In mid-February 2010, chef Jodi-Ann Pearton, of The Food Design Agency, was first challenged with the franchise foodie brief, to redefine the concept by refocusing the menu mix in line with the brand's identity - that of a continental café.
Ryall and Pearton embarked on a countrywide expedition of investigation into various working processes both inside and outside of the store kitchens; scrutiny of suppliers and contracts; analysis of sales figures across various food dishes; testing of existing menu items; and lastly, interviewing franchisees on their thoughts and drawing on their wealth of in-store experience.
Pearton and her team then retreated to her culinary studio to embark upon two month's worth of trials and testing, to produce a gourmet range of 21 new standardised and delectable dishes that went in-store on 14 June 2010. The new 'green' menu follows the international trend towards healthy simplicity.
"The new menu is in-line with international food trends, which means it is healthy and utilises both local and seasonal ingredients. The flavours are wholesome and superb - going back to the brand's roots. As a direct result, each dish is not overly processed, yet still suitably familiar to entice the South African palate, explains Pearton.
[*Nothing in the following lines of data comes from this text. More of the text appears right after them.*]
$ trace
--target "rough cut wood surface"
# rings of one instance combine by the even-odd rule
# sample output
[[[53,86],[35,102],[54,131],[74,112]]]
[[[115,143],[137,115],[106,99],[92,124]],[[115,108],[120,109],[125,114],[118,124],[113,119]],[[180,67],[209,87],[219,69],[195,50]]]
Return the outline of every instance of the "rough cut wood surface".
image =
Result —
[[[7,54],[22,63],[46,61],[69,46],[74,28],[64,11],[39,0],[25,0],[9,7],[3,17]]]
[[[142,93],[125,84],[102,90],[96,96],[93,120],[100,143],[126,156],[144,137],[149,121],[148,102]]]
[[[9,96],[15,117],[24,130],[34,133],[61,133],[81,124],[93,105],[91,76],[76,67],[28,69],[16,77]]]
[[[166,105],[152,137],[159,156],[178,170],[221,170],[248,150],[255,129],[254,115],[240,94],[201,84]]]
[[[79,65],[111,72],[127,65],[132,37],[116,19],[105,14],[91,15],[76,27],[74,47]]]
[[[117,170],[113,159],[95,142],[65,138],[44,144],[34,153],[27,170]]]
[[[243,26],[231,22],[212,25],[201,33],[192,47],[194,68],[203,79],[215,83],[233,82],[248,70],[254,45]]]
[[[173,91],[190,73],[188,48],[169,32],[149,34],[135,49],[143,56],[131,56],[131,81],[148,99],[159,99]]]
"I removed items such as the pitas and pancakes, as I felt this was causing confusion and inconsistencies in the category of cuisine synonymous with the franchise food offering. I have included items such as cumin butternut and chickpea salad, nicoise salad, panzanella salad, chicken spedini's, butter chicken curry, pannacotta, chocolate mud cakes and an entire soup section - just for starters.
"I believe that it is colourful, flavoursome and offers great value for money. More importantly; all the new menu items are simple for the store kitchens to reproduce - ensuring speedy service, quality and consistency in every dish," she concludes.